Let me first say I realize some people love this game. I'm not one of them. I'd certainly like to be one of them, but it ultimately depends on what you personally think is "fun".
Is "fun" gazing at lushly drawn and animated medieval figures in jammed cities with roughly the same amount of personality as a Ken & Barbie playset? Then you will have fun here. Is your idea of "fun" being railroaded from one mini-game objective to another with absolutely no chance to veer off-course? Then you, too, may find some fun here. Or perhaps your idea of "fun" is participating in clunky combat, button mashing with bad controller feedback, trying to follow a convoluted, boring plotline developed by entirely bland NPCs devoid of personality. Then perhaps Assassin's Creed is your game.
I get no pleasure out of hating well-received games, but I really can't pinpoint what it is about this game that makes it so popular.
Obviously, there's the graphics. It's a beautiful console game with a fresh artistic direction. Looks alone, Assassin's Creed can easily transport your eyeballs to another era. The animation is also incredilby well executed.
But the beauty is so plainly skin-deep. You play in these large Medieval cities but interact with hardly anyone except specific targets for the varied mini-games (Eavesdropping, Pickpocketing, Defend Citizen). You see hundreds of people pass you by, but they are nothing but human salad dressing -- robotic garnish devoid of humanity or speech, designedly solely to make cities look full of "life" and mask how completely empty and soulless they actually are.
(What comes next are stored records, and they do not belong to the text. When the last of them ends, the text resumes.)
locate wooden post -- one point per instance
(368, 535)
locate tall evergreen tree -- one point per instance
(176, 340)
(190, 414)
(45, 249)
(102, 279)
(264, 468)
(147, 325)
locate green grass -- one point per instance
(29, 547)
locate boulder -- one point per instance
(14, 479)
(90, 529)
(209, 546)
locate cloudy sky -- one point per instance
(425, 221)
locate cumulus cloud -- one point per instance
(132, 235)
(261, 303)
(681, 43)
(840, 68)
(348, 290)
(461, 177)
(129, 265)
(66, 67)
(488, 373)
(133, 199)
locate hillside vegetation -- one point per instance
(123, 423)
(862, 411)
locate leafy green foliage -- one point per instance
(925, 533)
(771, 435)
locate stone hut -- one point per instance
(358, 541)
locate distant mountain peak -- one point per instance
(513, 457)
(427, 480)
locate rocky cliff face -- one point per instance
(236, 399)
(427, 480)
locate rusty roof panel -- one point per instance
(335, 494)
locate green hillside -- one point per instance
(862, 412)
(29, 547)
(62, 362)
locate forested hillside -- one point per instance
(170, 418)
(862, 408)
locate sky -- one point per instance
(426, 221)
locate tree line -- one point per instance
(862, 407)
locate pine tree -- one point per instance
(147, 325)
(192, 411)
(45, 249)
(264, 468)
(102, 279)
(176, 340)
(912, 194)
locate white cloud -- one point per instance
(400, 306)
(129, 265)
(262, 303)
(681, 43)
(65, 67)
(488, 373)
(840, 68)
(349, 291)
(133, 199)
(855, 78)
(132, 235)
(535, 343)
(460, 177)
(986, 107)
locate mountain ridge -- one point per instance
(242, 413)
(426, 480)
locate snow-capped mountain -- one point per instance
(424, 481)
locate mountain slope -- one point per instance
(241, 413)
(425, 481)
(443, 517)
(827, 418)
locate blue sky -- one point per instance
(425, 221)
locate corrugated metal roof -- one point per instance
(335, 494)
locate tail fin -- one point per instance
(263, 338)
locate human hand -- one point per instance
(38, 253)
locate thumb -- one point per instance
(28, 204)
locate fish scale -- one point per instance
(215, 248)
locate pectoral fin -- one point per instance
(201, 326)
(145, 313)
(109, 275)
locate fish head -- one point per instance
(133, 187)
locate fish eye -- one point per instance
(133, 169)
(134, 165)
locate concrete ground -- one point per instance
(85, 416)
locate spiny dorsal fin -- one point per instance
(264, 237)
I think I've realized what really is the most fun about Assassin's Creed, and that is the architecture. Climbing over it, looking at it, running over it, jumping over it, escaping from guards, running down alleyways, making daring rooftop leaps across markets below ... these are the moments when Assassin's Creed stops feeling like some developer's cool design document and actually achieves some adrenaline and whimsy and fun and interactivity. And how sad is that, for a game so lavishly praised and wonderfully marketed, all it really amounts to is jumping around a bunch of pretty buildings.
Well, at least I can trade this game away, hopefully to someone who can enjoy it more than I did.